# Middle name for Evan, can anyone suggest any?



## kelzyboo

So i think i've finally found my son's name, i've always loved Evan and i've got my daughter to agree to it :happydance: but i can't decide on a middle name, so far i like:

Evan Alexander
Evan Jacob
Evan River 
Evan Luke

Any suggestions would help lol i'm lost and nobody i know likes my name choice so can't help me decide what middle name goes well with it :flower:


----------



## RubyRainbows

I love the name Evan -- Evan Alexander sounds great!

I know an Evan Nicholas, which i love also!

Evan Michael
Evan Christopher
Evan James
Evan Gabriel
Evan Tyler


----------



## RubyRainbows

Evan Jack


----------



## kelzyboo

I like Evan Jack x


----------



## Lola472

I really like the name Evan but my last name is Williams and I'm already a PG teenager, I don't want to put anymore targets on the kids back. But that's a great name!
Evan Nathaniel/Nathan
Evan Spencer
Evan Patrick
Evan Alexander
Evan Nicholas
Evan Holden
Evan Tucker


----------



## kelzyboo

Evan Holden is cute, i like Evan Patrick too i'll have to run some of these by my daughter although its taken 27weeks to get her to agree to Evan so who knows what she'll choose x


----------



## shelleney

I like Evan :thumbup:
I think Evan Michael is nice


----------



## aliyah_112

Evan Patrick is lovely! :flower: x


----------



## NawlinsMama

Lola472 said:


> I really like the name Evan but my last name is Williams and I'm already a PG teenager, I don't want to put anymore targets on the kids back. But that's a great name!

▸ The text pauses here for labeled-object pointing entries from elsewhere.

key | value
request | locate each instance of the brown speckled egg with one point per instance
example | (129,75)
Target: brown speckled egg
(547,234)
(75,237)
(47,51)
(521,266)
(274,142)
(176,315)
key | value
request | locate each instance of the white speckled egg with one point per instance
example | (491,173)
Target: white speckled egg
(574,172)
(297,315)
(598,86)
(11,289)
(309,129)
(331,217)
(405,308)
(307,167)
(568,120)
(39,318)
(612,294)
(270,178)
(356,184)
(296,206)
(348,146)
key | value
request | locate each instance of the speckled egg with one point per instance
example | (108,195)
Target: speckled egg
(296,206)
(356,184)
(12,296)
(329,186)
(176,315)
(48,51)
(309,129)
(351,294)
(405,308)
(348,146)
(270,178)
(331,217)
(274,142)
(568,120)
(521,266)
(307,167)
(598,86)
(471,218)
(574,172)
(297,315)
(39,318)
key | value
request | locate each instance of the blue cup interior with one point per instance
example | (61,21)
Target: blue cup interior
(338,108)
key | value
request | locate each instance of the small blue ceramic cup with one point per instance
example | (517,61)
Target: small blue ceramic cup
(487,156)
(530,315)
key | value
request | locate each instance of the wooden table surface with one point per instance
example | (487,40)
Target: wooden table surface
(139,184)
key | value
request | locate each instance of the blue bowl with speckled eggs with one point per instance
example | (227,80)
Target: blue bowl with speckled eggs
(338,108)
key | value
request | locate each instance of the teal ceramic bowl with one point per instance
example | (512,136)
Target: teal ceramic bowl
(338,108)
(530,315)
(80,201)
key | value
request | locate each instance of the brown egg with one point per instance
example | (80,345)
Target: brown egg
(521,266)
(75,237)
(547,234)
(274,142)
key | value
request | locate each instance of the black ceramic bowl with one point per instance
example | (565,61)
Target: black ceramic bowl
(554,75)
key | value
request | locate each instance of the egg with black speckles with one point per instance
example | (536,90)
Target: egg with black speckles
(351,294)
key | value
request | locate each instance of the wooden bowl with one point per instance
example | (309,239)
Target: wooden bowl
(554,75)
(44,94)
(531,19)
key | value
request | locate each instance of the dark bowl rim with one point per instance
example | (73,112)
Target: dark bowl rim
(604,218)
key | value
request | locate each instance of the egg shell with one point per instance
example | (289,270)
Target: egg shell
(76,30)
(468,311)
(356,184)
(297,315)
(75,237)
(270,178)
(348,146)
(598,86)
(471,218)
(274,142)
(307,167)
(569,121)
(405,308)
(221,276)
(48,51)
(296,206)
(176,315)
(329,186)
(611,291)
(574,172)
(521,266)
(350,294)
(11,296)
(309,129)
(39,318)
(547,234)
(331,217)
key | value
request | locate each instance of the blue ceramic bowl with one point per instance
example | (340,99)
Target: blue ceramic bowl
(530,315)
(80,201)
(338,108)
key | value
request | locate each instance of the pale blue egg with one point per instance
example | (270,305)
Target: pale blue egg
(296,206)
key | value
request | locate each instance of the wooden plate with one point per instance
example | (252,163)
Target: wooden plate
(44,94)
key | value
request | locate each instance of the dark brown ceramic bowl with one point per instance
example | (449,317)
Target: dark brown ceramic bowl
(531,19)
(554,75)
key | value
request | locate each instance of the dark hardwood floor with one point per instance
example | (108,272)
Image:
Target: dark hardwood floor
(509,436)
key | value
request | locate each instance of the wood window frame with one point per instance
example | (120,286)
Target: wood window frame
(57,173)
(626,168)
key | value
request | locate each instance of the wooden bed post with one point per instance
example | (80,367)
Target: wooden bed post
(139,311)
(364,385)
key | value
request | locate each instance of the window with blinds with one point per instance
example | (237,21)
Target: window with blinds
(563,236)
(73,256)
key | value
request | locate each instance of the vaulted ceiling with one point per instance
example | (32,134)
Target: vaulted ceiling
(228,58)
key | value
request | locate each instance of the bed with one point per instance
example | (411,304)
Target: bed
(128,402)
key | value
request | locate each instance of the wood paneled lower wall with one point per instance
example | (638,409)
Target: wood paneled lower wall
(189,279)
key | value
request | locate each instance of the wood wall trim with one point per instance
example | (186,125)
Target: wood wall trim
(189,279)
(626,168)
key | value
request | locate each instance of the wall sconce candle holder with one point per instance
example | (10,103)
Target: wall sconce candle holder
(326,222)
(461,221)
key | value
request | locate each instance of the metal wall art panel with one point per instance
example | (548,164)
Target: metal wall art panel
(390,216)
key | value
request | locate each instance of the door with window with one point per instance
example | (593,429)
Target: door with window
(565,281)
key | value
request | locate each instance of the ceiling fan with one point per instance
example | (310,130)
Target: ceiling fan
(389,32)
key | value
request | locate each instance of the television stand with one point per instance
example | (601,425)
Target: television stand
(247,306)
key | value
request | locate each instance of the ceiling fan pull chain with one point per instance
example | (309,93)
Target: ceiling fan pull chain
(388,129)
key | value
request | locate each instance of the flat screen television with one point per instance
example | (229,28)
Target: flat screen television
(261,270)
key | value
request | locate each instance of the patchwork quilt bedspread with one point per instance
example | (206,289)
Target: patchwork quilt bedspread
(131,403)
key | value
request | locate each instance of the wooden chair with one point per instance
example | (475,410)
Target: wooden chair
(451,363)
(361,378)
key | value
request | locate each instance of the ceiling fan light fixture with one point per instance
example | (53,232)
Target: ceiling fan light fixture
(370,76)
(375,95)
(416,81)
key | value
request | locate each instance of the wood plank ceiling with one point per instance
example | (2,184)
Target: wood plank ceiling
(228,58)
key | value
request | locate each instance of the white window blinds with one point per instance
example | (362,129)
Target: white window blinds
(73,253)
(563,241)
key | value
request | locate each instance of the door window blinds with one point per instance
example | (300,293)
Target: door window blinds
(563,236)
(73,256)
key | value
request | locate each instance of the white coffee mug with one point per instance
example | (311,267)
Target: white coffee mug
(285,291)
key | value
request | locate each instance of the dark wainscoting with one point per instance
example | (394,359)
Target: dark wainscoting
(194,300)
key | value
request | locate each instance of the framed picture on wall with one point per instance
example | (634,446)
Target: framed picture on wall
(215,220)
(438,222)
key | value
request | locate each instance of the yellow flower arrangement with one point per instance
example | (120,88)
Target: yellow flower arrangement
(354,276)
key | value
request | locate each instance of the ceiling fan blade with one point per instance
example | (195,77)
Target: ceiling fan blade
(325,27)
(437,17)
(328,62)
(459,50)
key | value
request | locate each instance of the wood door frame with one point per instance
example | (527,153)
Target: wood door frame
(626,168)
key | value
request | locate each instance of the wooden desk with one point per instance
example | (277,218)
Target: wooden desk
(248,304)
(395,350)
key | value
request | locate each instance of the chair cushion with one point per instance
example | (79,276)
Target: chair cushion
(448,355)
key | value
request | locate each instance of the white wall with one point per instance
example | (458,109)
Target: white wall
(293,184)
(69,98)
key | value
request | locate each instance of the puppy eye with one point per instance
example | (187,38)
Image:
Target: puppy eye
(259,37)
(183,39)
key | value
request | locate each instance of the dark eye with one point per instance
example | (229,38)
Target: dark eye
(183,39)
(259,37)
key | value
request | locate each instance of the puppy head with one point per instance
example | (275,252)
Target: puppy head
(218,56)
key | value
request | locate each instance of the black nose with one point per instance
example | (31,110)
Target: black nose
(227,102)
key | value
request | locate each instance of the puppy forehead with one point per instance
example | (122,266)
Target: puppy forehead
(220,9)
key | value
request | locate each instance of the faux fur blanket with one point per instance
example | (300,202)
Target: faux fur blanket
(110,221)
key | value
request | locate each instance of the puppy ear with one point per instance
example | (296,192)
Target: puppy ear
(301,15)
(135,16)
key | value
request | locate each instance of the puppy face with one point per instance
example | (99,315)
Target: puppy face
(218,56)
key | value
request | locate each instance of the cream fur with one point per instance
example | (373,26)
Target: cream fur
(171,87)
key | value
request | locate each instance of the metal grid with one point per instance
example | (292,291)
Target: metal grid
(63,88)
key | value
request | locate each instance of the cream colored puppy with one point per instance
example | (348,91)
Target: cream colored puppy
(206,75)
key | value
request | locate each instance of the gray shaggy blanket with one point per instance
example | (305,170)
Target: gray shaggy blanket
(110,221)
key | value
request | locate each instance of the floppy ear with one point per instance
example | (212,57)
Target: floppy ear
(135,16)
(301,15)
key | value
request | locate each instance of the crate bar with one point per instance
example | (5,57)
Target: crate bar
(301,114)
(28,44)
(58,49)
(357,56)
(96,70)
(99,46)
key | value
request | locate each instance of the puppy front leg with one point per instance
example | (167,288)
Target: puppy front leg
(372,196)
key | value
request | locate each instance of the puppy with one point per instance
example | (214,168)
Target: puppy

My sister's son is named Evan William. I think if you drop the "s" no one would really notice, especially as a middle name.

Other than that, kelzy, I like Evan Alexander. But I think that short first names sound better when paired with multi-syllable middle names, so it might just be a personal preference.


----------



## fairy_gem

I prefer Evan Alexander from your list.

Evan Alexis
Evan Blake
Evan Carter
Evan Daniel
Evan George
Evan Harris 
Evan Isaac
Evan James
Evan Keane
Evan Lachlan
Evan Matthew
Evan Miles
Evan Nathaniel
Evan Ryder
Evan Samuel
Evan Sebastian
Evan Tobias


x


----------



## mummy.wannabe

a lot of the names suggested are very american and not many children other here are really called them.
love evan

evan luke
evan james x 

good luck choosing x


----------



## kelzyboo

Oooh fairy_gem i like Evan Ryder from your list, putting it on mine now lol xx


----------



## kelzyboo

I always liked Evan Luke aswell, there so many nice ones lol i'll never be able to choose one xx


----------



## fairy_gem

kelzyboo said:


> Oooh fairy_gem i like Evan Ryder from your list, putting it on mine now lol xx


:happydance:

x


----------



## annie32

samuel, michael, robert, stewart


----------